Q. A particle of specific charge $ \displaystyle \frac {q}{m} = \pi $ C kg-1 is projected from the origin toward positive x-axis with a velocity of 10ms-1 in a uniform magnetic field $\vec B = -2\hat{k}T $ . The velocity $\vec v $ of the particle after time t=1/12 sec will be (in ms-1)

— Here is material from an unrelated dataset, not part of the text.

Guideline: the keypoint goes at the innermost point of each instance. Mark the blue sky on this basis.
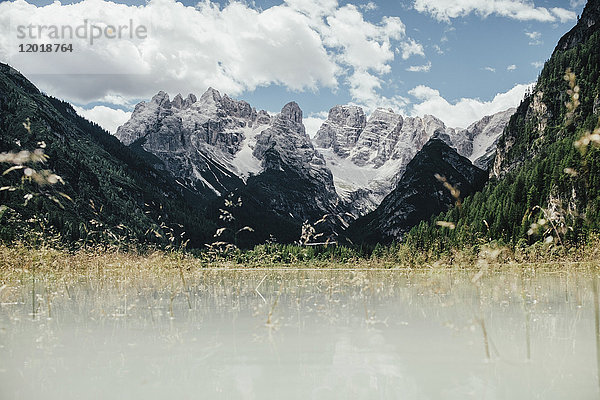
(456, 59)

(a) $\displaystyle 5[\hat{i} + \sqrt 3 \hat{j}] $
(b) $ \displaystyle 5[\sqrt 3 \hat{i} + \hat{j}] $
(c) $ \displaystyle 5[\sqrt 3 \hat{i} – \hat{j}] $
(d) $\displaystyle 5[\hat{i} + \hat{j}] $
Click to See Answer :
$ \displaystyle T = \frac{2\pi m}{q B} $
$ \displaystyle T = \frac{2\pi}{(q/m) B} $
$ \displaystyle T = \frac{2\pi }{\pi \times 2} = 1 s $
after 1/12 sec , θ = 360°/12 = 30°
$ \displaystyle \vec{v} = 10 cos30\hat{i}+ 10sin30\hat{j} $
$ \displaystyle \vec{v} = 10 (cos30\hat{i}+ sin30\hat{j}) $
$ \displaystyle \vec{v} = 10 (\frac{\sqrt{3}}{2}\hat{i}+ \frac{1}{2}\hat{j}) $
$ \displaystyle \vec{v} = 5 (\sqrt{3}\hat{i}+ \hat{j}) $